The largest long-term study to date, "Interphone" with more than 12,000 participants, came to the conclusion in 2010 that the average use of the cell phone does not pose an increased risk of tumors for adults. However, critics objected to technical errors of the international project.

Another long-term study has therefore already begun: Within the framework of the so-called Cosmos study, 290,000 mobile phone users in five European countries have been undergoing medical check-ups for eleven years. First results are still pending.

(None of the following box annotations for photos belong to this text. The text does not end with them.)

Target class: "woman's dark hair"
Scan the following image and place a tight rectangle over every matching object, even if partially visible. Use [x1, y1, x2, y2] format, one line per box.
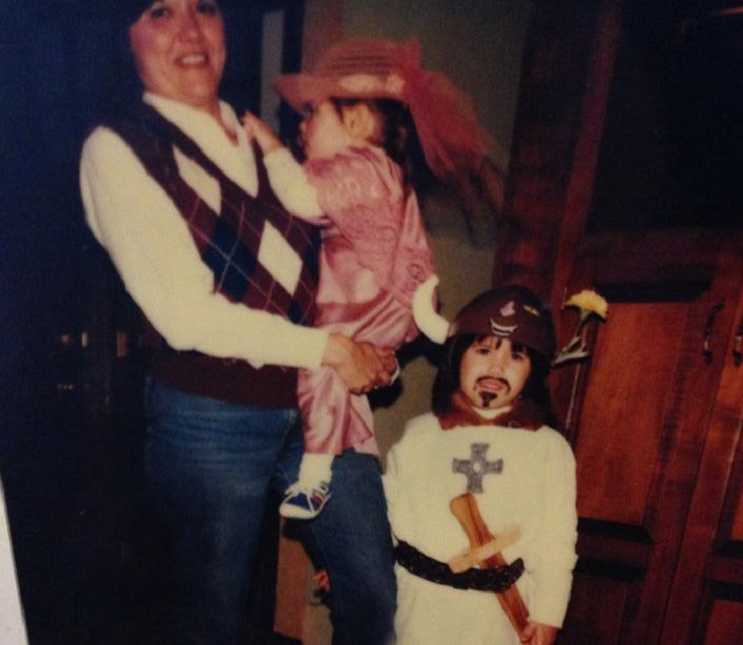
[431, 334, 556, 427]
[330, 98, 436, 193]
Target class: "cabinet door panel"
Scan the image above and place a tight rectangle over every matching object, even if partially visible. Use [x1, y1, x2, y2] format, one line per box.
[663, 244, 743, 645]
[554, 231, 741, 645]
[576, 302, 688, 526]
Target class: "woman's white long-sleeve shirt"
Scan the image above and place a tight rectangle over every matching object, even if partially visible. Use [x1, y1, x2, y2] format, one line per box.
[80, 93, 328, 368]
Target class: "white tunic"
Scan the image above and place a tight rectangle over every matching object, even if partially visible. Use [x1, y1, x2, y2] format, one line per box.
[384, 414, 577, 645]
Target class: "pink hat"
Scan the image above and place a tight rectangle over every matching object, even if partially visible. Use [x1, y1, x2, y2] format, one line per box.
[274, 39, 491, 178]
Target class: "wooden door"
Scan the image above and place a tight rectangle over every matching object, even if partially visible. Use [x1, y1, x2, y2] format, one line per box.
[662, 253, 743, 645]
[554, 230, 743, 644]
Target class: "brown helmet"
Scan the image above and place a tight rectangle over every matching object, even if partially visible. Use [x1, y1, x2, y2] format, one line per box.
[449, 285, 555, 361]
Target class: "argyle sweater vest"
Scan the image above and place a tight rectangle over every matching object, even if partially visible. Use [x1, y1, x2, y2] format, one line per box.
[106, 104, 319, 408]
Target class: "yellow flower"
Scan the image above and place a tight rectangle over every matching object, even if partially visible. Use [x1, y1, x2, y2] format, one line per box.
[565, 289, 609, 320]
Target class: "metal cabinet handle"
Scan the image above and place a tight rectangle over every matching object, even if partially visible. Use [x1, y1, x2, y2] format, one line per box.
[733, 318, 743, 367]
[703, 302, 725, 363]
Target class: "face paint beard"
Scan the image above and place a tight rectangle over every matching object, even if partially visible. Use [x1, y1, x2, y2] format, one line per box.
[477, 377, 511, 409]
[480, 392, 495, 408]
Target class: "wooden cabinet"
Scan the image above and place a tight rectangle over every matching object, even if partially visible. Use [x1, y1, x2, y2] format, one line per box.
[554, 230, 743, 645]
[506, 0, 743, 645]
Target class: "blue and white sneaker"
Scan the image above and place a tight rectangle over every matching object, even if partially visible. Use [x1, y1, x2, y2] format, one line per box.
[279, 482, 331, 520]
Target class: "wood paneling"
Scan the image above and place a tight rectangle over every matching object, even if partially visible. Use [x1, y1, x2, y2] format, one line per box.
[704, 600, 743, 645]
[575, 303, 687, 525]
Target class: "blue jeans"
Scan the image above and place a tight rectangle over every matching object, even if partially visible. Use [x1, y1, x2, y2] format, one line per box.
[141, 382, 396, 645]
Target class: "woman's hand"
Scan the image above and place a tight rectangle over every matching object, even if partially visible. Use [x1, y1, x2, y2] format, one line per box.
[242, 112, 283, 155]
[521, 621, 557, 645]
[322, 334, 397, 394]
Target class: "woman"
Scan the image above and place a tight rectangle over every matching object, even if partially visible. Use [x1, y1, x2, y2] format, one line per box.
[81, 0, 395, 645]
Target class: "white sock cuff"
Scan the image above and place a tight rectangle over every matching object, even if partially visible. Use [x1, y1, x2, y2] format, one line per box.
[299, 452, 335, 485]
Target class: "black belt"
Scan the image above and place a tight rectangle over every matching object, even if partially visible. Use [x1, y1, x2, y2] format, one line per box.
[395, 540, 524, 592]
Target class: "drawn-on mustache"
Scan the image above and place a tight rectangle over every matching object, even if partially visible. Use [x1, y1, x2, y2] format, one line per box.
[476, 375, 511, 392]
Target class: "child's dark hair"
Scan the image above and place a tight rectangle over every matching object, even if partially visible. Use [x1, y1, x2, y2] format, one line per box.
[330, 98, 436, 193]
[431, 334, 556, 427]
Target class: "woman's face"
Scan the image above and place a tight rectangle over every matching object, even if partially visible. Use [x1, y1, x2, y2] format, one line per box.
[459, 336, 531, 410]
[129, 0, 225, 116]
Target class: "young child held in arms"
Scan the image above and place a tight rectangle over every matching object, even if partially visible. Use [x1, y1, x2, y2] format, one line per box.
[384, 286, 577, 645]
[244, 40, 494, 519]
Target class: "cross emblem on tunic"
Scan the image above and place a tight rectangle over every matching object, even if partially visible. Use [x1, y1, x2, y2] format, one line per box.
[451, 443, 503, 493]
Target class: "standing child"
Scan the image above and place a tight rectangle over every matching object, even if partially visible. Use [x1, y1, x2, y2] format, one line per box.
[384, 287, 577, 645]
[245, 40, 496, 519]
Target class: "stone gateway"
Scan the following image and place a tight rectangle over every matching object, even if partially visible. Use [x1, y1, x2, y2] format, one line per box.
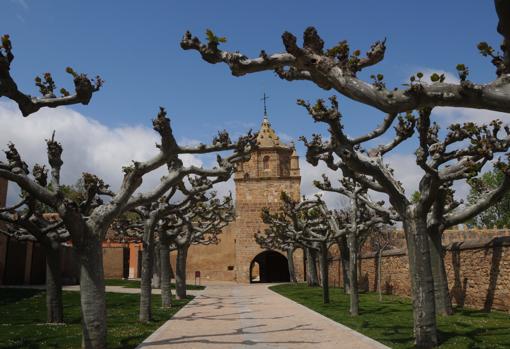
[172, 115, 304, 283]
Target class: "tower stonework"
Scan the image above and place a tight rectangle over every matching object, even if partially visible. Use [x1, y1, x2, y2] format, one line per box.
[234, 117, 302, 282]
[179, 117, 304, 283]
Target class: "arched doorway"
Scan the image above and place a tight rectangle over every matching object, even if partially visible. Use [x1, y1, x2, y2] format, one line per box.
[250, 250, 290, 283]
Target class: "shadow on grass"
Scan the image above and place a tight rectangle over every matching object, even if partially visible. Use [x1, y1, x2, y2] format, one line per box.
[271, 284, 510, 349]
[0, 288, 44, 306]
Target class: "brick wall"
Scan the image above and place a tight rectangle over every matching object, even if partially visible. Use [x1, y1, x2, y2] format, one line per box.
[103, 246, 125, 279]
[330, 230, 510, 311]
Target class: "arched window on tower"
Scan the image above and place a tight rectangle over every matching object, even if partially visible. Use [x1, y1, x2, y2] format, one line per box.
[262, 155, 269, 171]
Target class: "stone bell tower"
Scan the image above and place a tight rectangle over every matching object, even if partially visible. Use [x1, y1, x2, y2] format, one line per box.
[234, 113, 302, 282]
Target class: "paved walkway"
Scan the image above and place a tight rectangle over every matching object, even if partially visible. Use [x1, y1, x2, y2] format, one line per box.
[138, 284, 388, 349]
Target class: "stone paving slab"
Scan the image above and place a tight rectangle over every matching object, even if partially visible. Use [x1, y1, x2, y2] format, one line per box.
[137, 284, 388, 349]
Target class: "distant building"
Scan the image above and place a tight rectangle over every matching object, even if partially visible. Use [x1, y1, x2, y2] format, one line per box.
[176, 116, 304, 283]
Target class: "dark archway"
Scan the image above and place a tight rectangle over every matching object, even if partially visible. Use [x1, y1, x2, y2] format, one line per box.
[250, 250, 290, 283]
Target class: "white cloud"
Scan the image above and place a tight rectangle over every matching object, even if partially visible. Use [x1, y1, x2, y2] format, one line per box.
[433, 107, 510, 127]
[11, 0, 28, 10]
[0, 102, 203, 202]
[413, 68, 460, 84]
[299, 159, 348, 208]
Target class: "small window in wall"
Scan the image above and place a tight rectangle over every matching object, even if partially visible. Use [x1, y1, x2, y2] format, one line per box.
[262, 155, 269, 171]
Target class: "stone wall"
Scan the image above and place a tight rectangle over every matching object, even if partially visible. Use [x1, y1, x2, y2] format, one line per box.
[103, 246, 125, 279]
[330, 230, 510, 311]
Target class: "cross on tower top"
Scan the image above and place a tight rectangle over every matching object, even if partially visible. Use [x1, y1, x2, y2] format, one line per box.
[260, 92, 269, 116]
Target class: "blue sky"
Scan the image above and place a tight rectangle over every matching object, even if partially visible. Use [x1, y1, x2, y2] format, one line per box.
[0, 0, 508, 205]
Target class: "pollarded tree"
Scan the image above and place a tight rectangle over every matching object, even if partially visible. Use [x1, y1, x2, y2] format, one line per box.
[181, 4, 510, 347]
[299, 98, 510, 340]
[116, 175, 229, 322]
[181, 0, 510, 114]
[467, 169, 510, 229]
[0, 188, 71, 323]
[0, 35, 103, 116]
[259, 192, 344, 303]
[0, 108, 255, 349]
[314, 175, 396, 316]
[160, 192, 235, 299]
[368, 227, 396, 302]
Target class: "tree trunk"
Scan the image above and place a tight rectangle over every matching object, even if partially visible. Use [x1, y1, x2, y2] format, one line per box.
[377, 248, 383, 302]
[305, 248, 319, 287]
[41, 243, 64, 323]
[338, 235, 351, 293]
[76, 234, 106, 349]
[159, 242, 172, 308]
[429, 227, 453, 316]
[287, 248, 297, 284]
[139, 231, 154, 322]
[152, 242, 161, 289]
[402, 207, 437, 348]
[319, 243, 329, 304]
[347, 232, 359, 316]
[175, 246, 189, 299]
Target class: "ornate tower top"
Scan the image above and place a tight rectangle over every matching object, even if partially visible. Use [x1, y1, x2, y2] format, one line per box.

Because of the remaining uncertainty regarding long-term use, Ziegelberger recommends keeping the  phone as seldom as possible directly to the head. A headset or the speaker function are good alternatives. In addition, pay attention to the quality of the connection. "If the reception is good, then the base station downs the transmission power of the cell phone by a thousandfold, and the radiation exposure decreases."

6. Claim: Even The Wireless Operation Of a Smartphone Can Cause Harmful Radiation

Not true according to previous findings. A study commissioned by the BfS came in 2005 to the conclusion that the radiation exposure of wireless devices is less than 0.1 percent of the EU limit. Even in the immediate vicinity of the body no radiation can be measured in the health-damaging area.

The transmission power of WLAN is very low, it is in the milliwatt range," explains Ziegelberger. For comparison: A single antenna of a mobile radio transmitter sends at maximum load with up to 50 watts, a smartphone comes to about one watt.

7. Claim: A Cell Phone In Your Pocket Can Reduce Fertility In Men.

Not true according to previous findings. Where is the smartphone always at hand? Right, in your pocket. That's why many men keep the phone near their genitals. There is a widespread claim that the technique can influence sperm production and fertility.

It is true that the testicles as well as the eyes belong to the temperature-sensitive parts of the body. If they get too warm in the long term, that bothers their function. "Sperm formation is demonstrably suppressed by a temperature increase of more than one degree," says Ziegelberger. However, the heat of the cell phone battery or the radiation energy for this effect are not sufficient.

"Even if you hold the phone directly to the testicles, the temperature increase is not sufficient to influence sperm formation," says Ziegelberger. A study commissioned by the BfS showed at a distance of one centimeter a radiation-induced warming of the testes by less than 0.01 degrees.